Il a poussé un profond soupir : mais, évitant d’abord de s’expliquer, il s’est contenté de répondre qu’il étoit venu presque sans suite, pour se faire remarquer le moins qu’il seroit possible ; que depuis long-temps il étoit dans le dessein de visiter l’Angleterre ; que la Famille de Clémentine, Jeronimo en particulier, avoit promis à Sir Charles de faire le même voyage ; qu’à la vérité ils auroient pû choisir une meilleure saison, si de justes inquiétudes pour l’objet de toute leur tendresse ne leur avoient fait avancer leur résolution. Ensuite, après s’être arrêté un moment, il a déclaré qu’il entroit tout-à-fait dans mon opinion, & qu’il ne jugeoit pas que Clémentine dût être informée sitôt de son arrivée. Alors, il m’a fait, & à Mylord G…, l’aveu de sa passion, dans des termes fort galans, mais également modestes ; en disant que son sort dépendoit du succès de son voyage.

Je lui ai dit que j’avois été d’autant plus libre à lui donner mon avis sur la nécessité du secret, que sans ce motif, Sir Charles n’auroit pas souffert qu’il prît un logement hors de sa maison ; & j’ai parlé de la haute estime dont je savois que Sir Charles étoit rempli pour le Comte de Belvedere.

J’ai donné ordre que le souper fût avancé, dans l’idée qu’après la fatigue d’une longue journée, ils seroient bien aise de se retirer de bonne heure.

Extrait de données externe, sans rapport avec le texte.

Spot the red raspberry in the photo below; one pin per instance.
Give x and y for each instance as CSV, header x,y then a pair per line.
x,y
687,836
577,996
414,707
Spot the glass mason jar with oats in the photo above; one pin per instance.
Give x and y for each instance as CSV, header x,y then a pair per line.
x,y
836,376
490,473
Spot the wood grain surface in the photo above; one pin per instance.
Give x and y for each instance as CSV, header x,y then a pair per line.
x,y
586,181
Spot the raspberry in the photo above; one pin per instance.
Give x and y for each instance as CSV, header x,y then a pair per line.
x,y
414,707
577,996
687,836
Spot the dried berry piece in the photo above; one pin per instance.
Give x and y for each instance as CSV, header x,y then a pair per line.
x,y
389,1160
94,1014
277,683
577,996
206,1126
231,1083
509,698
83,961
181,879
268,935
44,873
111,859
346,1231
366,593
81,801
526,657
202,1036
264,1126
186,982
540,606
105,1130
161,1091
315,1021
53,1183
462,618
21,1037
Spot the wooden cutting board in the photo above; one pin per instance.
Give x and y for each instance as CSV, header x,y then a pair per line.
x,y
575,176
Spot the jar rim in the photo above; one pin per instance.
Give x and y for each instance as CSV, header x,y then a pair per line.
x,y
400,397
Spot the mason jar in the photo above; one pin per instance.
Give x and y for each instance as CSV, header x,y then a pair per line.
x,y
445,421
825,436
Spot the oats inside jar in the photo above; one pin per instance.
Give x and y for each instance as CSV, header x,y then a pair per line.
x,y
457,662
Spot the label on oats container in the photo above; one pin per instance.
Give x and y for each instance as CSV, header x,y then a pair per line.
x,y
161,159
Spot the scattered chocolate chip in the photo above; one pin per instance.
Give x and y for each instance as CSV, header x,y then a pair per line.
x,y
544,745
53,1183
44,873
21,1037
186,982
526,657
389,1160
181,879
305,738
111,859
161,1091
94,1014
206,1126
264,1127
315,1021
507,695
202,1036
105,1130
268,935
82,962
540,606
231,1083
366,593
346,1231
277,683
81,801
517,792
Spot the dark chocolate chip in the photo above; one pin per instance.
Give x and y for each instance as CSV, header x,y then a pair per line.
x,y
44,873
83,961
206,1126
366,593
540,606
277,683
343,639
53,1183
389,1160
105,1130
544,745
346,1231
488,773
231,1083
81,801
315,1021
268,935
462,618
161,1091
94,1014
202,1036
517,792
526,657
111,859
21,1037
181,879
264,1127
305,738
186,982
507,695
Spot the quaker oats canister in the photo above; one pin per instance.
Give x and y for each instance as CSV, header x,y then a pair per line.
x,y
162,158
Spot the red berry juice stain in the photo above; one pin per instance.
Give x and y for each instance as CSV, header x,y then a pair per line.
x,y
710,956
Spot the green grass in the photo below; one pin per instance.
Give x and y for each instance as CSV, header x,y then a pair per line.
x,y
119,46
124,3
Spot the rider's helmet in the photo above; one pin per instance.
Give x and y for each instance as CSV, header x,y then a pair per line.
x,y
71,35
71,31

M. & Madame Reves, que j’ai invités par un Billet, ont eu la complaisance de venir. Ils admirent les deux jeunes Italiens ; car le Seigneur Sébaste n’a pas l’air moins prévenant que le Comte. Tous deux ont parlé, avec transport, de Sir Charles, & de sa conduite en Italie.

M. Reves s’est chargé de conduire le Comte à son appartement, dans l’absence de tous nos équipages, que Sir Charles a pris avec lui.